Let $h(x)$ be defined for $x \ge 0$. Suppose that $h(x)$ is non-negative and convex with $h(0) = 0$. I need to show that for $x_2 \ge x_1$ $h(x_2)\ge h(x_1)$.

I need to do this from the definition of convexity: for $\lambda \in[0,1]$, and $x_1,x_2 \in[0, \infty]$ then $h(\lambda x_1 + (1 - \lambda)x_2) \le \lambda h(x_1) + (1 - \lambda)h(x_2)$.

I drew a picture of this, and it seems obvious that the statement holds. My argument is that because $h(0) = 0$, and $h(x)$ is non-negative, then $h'(0) \ge 0$. Since $h(x)$ is convex, $h'(x)$ is increasing, and therefore $h'(x) \ge 0$ for all $x$, which means $h(x)$ is an increasing function.

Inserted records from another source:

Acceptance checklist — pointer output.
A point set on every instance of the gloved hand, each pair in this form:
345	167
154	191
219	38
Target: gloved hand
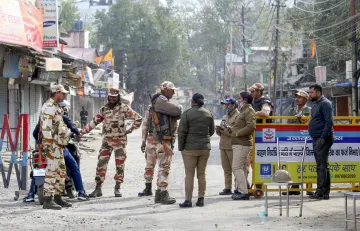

But, even though the claim is clear, I need to be rigorous about this, and not mention that it is obvious from looking at derivatives.

Answer 1

HINT: I will prove it using contradiction, i.e. assume that $h(x_2)<h(x_1)$. We can express $x_1$ as $x_1=\lambda x_2+(1-\lambda)0$, where $0\le\lambda\le1$. By the definition of convexity, $$h(x_1)=h(\lambda x_2+(1-\lambda)0)\le \lambda h(x_2).$$

So, this is a contradiction.